Nickerson and Don Briscoe play part of their scene behind an aquarium. We last saw that aquarium in #276. In that one, we were supposed to be uneasy about Windcliff and about Julia as its director. When we saw her feed the fish, it was a metaphor for her role as the mistress of a strange, self-contained little world whose inhabitants were at her mercy. Julia has been living on the estate of Collinwood for well over a year now, and the only member of Windcliff’s staff whom we see today is a nurse whose bit part was a prize given to beauty contest winner Bobbi Ann Woronko. So our attention is directed not to whoever is in charge of the place, but to Nickerson and Briscoe’s faces distorted in the water as the goldfish pass in front of them. This is rather a heavy-handed way of telling the audience that they are, each in their own way, as much prisoners as are the fish.

In the tank. Screenshot by Dark Shadows Before I Die.

Chris has seen the weather report in the newspaper and realized that the moon will be full tonight. This alarms him. Back at the Collinsport Inn, he asks the innkeeper, whom longtime viewers met in #1 and know as Mr Wells, if he can change his room. He wants the most isolated room in the place. He also wants Mr Wells to lock the door from the outside and to leave the door closed no matter what he hears inside. Mr Wells is reluctant, but agrees to all of these conditions.

Even viewers who stumbled onto Dark Shadows never having heard of it would know from what we have seen between Maggie and Nicholas that it is a horror story. Those who have been to the movies will add Chris’ status as a mysterious drifter to his alarm at the full moon and his request to be locked up and left alone no matter what Mr Wells may hear and will come up with the irresistible conclusion that he is a werewolf. They will also be sure that Mr Wells will eventually decide the sounds coming from behind the door are so terrible he cannot leave Chris alone, and that when he unlocks it Chris will kill him. Of course this is exactly what does happen.

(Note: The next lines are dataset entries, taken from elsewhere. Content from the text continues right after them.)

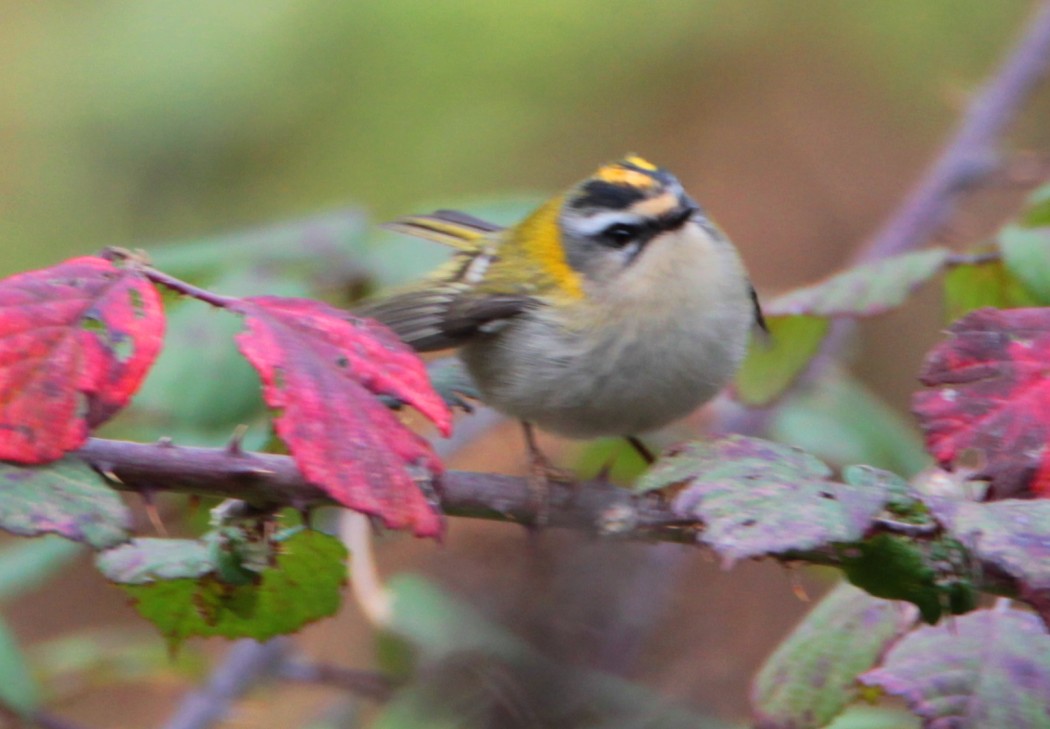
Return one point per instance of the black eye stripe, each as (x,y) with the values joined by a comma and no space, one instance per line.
(620,234)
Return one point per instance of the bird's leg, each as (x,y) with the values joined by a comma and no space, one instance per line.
(541,473)
(641,449)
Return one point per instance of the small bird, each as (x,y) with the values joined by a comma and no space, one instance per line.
(613,309)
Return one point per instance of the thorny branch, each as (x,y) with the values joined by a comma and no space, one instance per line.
(272,481)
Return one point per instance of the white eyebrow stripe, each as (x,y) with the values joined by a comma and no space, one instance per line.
(595,224)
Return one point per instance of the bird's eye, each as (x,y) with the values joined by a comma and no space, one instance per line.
(620,234)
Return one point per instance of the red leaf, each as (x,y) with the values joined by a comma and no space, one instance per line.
(322,367)
(76,340)
(993,398)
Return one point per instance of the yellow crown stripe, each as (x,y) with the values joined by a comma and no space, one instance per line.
(617,174)
(641,162)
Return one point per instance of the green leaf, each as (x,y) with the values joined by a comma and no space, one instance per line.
(1026,255)
(66,498)
(18,688)
(756,497)
(811,677)
(840,420)
(864,290)
(891,567)
(775,361)
(861,716)
(988,284)
(303,585)
(990,668)
(26,564)
(798,320)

Our last shot of Mr Wells shows his face streaked with red and blue markings. The red ones presumably signify blood, and the others signify that most TV sets in the USA in 1968 received only in black and white, so blue lines would look like bruises.

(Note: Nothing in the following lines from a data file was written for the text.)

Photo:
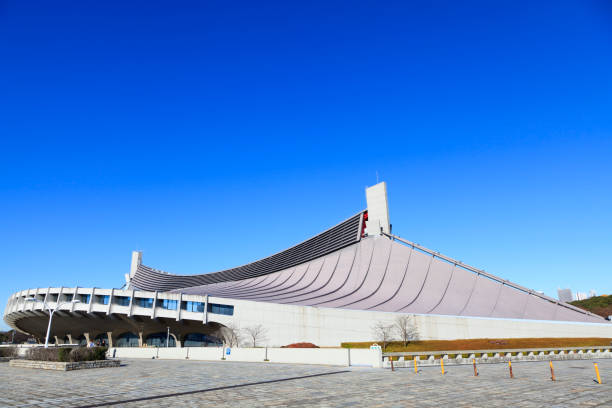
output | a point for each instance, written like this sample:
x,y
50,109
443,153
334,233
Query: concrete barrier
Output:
x,y
322,356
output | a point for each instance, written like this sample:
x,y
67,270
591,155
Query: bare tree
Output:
x,y
405,329
383,332
255,334
231,334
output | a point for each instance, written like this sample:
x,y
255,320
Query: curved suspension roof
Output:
x,y
339,269
346,233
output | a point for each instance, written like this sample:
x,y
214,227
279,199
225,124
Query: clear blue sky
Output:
x,y
210,134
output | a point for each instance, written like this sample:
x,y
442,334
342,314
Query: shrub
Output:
x,y
99,353
66,354
88,354
8,351
42,354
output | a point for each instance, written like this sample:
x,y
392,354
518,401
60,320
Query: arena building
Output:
x,y
331,288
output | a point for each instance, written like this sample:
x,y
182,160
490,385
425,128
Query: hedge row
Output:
x,y
8,351
67,354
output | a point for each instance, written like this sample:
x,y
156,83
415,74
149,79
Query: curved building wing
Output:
x,y
346,268
346,233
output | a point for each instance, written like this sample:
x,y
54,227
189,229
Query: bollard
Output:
x,y
597,373
552,371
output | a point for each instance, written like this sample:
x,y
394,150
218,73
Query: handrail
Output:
x,y
488,275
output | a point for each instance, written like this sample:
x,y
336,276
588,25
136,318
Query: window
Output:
x,y
102,299
128,340
193,306
145,302
202,340
121,300
159,340
168,304
221,309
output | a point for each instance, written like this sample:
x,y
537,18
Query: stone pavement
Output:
x,y
173,383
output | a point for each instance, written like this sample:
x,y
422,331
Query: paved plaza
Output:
x,y
171,383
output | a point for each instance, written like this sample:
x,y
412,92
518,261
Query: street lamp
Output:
x,y
51,312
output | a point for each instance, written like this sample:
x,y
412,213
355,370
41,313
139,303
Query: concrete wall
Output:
x,y
285,324
336,357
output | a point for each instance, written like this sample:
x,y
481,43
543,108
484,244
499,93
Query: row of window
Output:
x,y
147,303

Blue and red. Screenshot by Dark Shadows Before I Die.
The same shot in black and white.

Mr Wells, played by veteran character actor and future TV star Conrad Bain, had last appeared in #61. That was one of the longest gaps between appearances by a cast member, though the record belongs to Albert Hinckley, who like Bain appeared in #1. Hinckley, a train conductor in that one, will return playing a doctor in #868. That’s quite an extended absence from the show, but a remarkably short period to make it all the way through medical school, he must have been very bright.

Also in #1 was Alexandra Moltke Isles as well-meaning governess Victoria Winters; Mrs Isles left the show three days before this episode was taped. Victoria was Dark Shadows’ chief protagonist for its first year, and Mrs Isles’ presence in the cast was a powerful reminder of the show’s history even after the character was relegated to the sidelines of the action. Combining her departure with Mr Wells’ on-screen death, it might seem plausible that Maggie, another survivor from the first episode, might really die on Nicholas’ altar.

One thought on “Episode 632: A new mate”

  1. I must say Barnabas’ sudden concern for Maggie’s safety is just plain weird. It was only a little while ago that Willie was kidnapping Maggie because Barnabas wanted to use her as the life source for Eve, causing Maggie to remember, briefly, what a monster Barnabas is. NOW, he suddenly wants to protect her? Or is it simply that he sees Maggie as HIS in someway, so he gets to decide her fate and use her as he wants and nobody else can?